Cet article traite des missions catholiques au XVIe siècle et au XVIIe siècle , période dite du patronat.

1542: Saint François Xavier convertit des pêcheurs de perles Paravas (Tamil Nadu).

Sommaire

L'organisation du partage du monde (1494-1514)Modifier

1492 est l'année où Christophe Colomb découvre ce qui sera l’Amérique. Malgré la prise de Grenade, cette même année par les Espagnols, l'expansion du christianisme reste bloquée par l'Islam au Sud du bassin méditerranéen et à l'Est de la Volga.

Ce que l'on appelle les grandes découvertes va être l'occasion d'une nouvelle phase de cette expansion du christianisme dans les nations qui passent sous la domination de ces deux puissances maritimes majeures que sont devenues le Portugal et l'Espagne. Plus largement, cet élan missionnaire s'étend dans toutes les contrées que les progrès de la navigation rendent maintenant accessibles aux navigateurs occidentaux.

Les Portugais avaient entrepris l'exploration des côtes de l'Afrique depuis le début du XVe siècle. Dès le retour de Christophe Colomb en 1493, les deux nations ibériques demandent l'arbitrage du pape Alexandre VI pour se partager le monde. Le traité de Tordesillas, signé le 7 juin 1494 institue une ligne de partage qui passe à cent lieues à l'ouest des Açores.

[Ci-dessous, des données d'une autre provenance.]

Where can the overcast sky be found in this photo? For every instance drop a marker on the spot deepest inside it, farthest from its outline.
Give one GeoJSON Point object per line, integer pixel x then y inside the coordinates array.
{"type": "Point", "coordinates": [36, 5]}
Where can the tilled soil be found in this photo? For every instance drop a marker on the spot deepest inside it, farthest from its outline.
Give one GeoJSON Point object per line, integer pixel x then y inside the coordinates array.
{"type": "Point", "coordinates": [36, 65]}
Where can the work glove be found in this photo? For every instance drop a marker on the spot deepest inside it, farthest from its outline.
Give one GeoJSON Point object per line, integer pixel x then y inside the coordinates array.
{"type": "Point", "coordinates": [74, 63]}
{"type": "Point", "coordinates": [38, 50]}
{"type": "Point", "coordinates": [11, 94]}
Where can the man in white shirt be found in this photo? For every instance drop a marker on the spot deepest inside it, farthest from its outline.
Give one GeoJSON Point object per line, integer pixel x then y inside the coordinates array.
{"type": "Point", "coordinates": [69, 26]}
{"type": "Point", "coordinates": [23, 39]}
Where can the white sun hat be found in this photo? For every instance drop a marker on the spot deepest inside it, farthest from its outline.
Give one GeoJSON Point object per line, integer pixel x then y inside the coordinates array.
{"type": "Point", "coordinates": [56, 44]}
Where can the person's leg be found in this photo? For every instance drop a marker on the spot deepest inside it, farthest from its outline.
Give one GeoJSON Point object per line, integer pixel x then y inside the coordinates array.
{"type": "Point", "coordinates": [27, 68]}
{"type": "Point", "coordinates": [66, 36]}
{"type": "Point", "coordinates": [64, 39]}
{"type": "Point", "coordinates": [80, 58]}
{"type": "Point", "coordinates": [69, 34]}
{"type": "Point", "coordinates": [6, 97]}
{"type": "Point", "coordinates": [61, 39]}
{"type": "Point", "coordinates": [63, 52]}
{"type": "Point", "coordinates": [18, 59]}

Cette délimitation de souveraineté est étendue, quelques années plus tard, à l'activité missionnaire: En 1508, par la bulle Universalis Ecclesiae, l'Espagne obtient le monopole des missions dans la zone qui lui avait été attribuée contre l'engagement d'envoyer des missionnaires en nombre suffisant, de leur procurer le passage gratuit, de construire des églises etc. En 1514, un statut symétrique est accordé aux Portugais. Ils s'agit en fait d'une régularisation, car ces derniers s'étaient déjà assurés, au milieu du XVe siècle, de l'exclusivité missionnaire dans le monde entier, du temps où ils étaient la seule puissance maritime. Le Saint-Siège qui n'a ni moyens financiers propres, ni structure missionnaire centralisée, sous-traite ainsi l'organisation des missions aux souverains catholiques.

Les missions espagnoles au XVIe siècleModifier

L'Amérique espagnoleModifier

La présence missionnaire fait partie intégrante de la conquête de l'Amérique centrale et méridionale : les Espagnols ne conçoivent pas la mise en place d'une administration espagnole sans y inclure les institutions cléricales. Des légions de missionnaires espagnols débarquent en Amérique: des séculiers, mais surtout des réguliers (voir Régulier et séculier). Il s'agit de franciscains en 1502, puis de dominicains en 1510, de mercédaires en 1519, d'augustins en 1533, enfin de jésuites en 1568. Tous ces ordres sont organisés en provinces, selon leurs règles. Des évêques sont nommés parmi les réguliers.

La première organisation missionnaire proprement dite fut celle du Mexique (la Nouvelle Espagne) où Cortés avait débarqué en 1521. Dès 1523 des missionnaires franciscains dont Pierre de Gand y débarquent puis en 1524, 12 missionnaires espagnols. L'évêché de Mexico est créé en 1528, avec le premier évêque : le franciscain Juan de Zumárraga. En 1548 est créée à Mexico la première province franciscaine du Nouveau Monde[1].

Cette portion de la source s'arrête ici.